Schoolar hopes to get back to playing softball soon. In the meantime, he has thrown all his energies into prepping the Noxapater Tigers for what he hopes will be another winning football season.

The team—which won two out of three games in a May 12 jamboree—expected as much, said Noxapater head coach Bobby Bowman. “All of them said if anybody could come back it would be him.”

School secretary Edna Dunaway said news of Schoolar’s life-threatening injury hit the 400-student, K-12 school hard and fostered prayer chains, a fund-raising gospel concert and a blood drive that was so well attended it required two bloodmobiles.

When Schoolar finally returned to his rental home on school property, the whole elementary lined up along the road to welcome him back, Dunaway said. “He’s a favorite here.
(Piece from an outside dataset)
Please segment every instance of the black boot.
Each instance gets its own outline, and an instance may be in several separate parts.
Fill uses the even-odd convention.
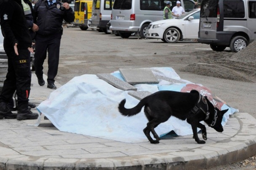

He’s a real people person and he loves the kids.”

While staff cautioned students not to stare at Coach Schoolar’s new leg, he has taken their curiosity in stride, Dunaway said. “He was sitting in a pair of shorts the other day and the little kids would look and he talked to them about how smart his leg was. They wanted to touch it and he let them.”

It’s a matter of pride with Schoolar that he appear unaffected by his loss. Still, he figured his situation might be a good motivator for his players. “Now they can’t complain about running too much or being hot,” he said.

Or as Coach Bowman puts it: “No matter how bad they feel they can look at him and think it can be worse. I know I wouldn’t complain about a sprained ankle to someone who has one leg.”

Methodist Orthotics and Prosthetics, a division of Methodist Rehabilitation Center in Jackson, Miss., was one of the first sites in the nation to fit amputees with the Otto Bock C-Leg—the world’s first completely microprocessor-controlled artificial leg. The division is recognized by the American Board of Certification as a center of excellence. Methodist Orthotics and Prosthetics has clinics in Flowood, Hattiesburg and Monroe, La.